A working roll of 210 mm diam and 500 mm face length was examined because of shell-shaped fractures. The roll consisted of Fe-0.83C-1.6Cr steel. The chromium content was low for a roll of this diam. The crack origin was located about 10 mm under the roil face. Surface hardness (HV1) of 900 kp/sq mm was exceptionally high corresponding to the martensitic peripheral structure. An untempered piece with such a thick cross section and a hardened peripheral zone with such high hardness must have high residual stresses that culminate in the transition zone. Therefore it must be very sensitive against additional stresses, be these of a mechanical or thermal nature. This contributed to the fragmenting of the roll face.

A longeron assembly constructed of Alclad 2024, some parts being in the T3 condition, others in the T42 condition, failed at a rivet hole. Plastic deformation at the crack site was found, but no plastic deformation was found in similar failed components.

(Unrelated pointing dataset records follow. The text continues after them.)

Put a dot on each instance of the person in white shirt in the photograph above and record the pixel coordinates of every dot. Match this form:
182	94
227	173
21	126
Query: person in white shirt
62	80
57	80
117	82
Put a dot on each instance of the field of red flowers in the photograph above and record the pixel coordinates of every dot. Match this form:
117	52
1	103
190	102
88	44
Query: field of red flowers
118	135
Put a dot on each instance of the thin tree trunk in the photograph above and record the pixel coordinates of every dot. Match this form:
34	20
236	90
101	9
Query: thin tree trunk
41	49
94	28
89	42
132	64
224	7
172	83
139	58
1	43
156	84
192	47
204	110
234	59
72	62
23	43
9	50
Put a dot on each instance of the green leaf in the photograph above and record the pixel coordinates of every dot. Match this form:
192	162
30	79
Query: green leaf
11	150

It was concluded that the numerous hairline cracks in the Alclad layer adjacent to the main fracture were fatigue cracks. In another case, bonded samples of 2024-T3 sheet were fatigue tested at various stress levels. Failures could be separated into three groups: those that failed in the adhesive bond, those that failed in the base material, and those that exhibited a dual failure. The last category failed in the adhesive bond and also showed a type of pitting on one face of the base material. In a third case, a 2024-T4 extrusion section was found to exhibit blistering after chemical milling. The presence of interconnecting microcracks between adjacent discontinuities supported a hydrogen blistering diagnosis.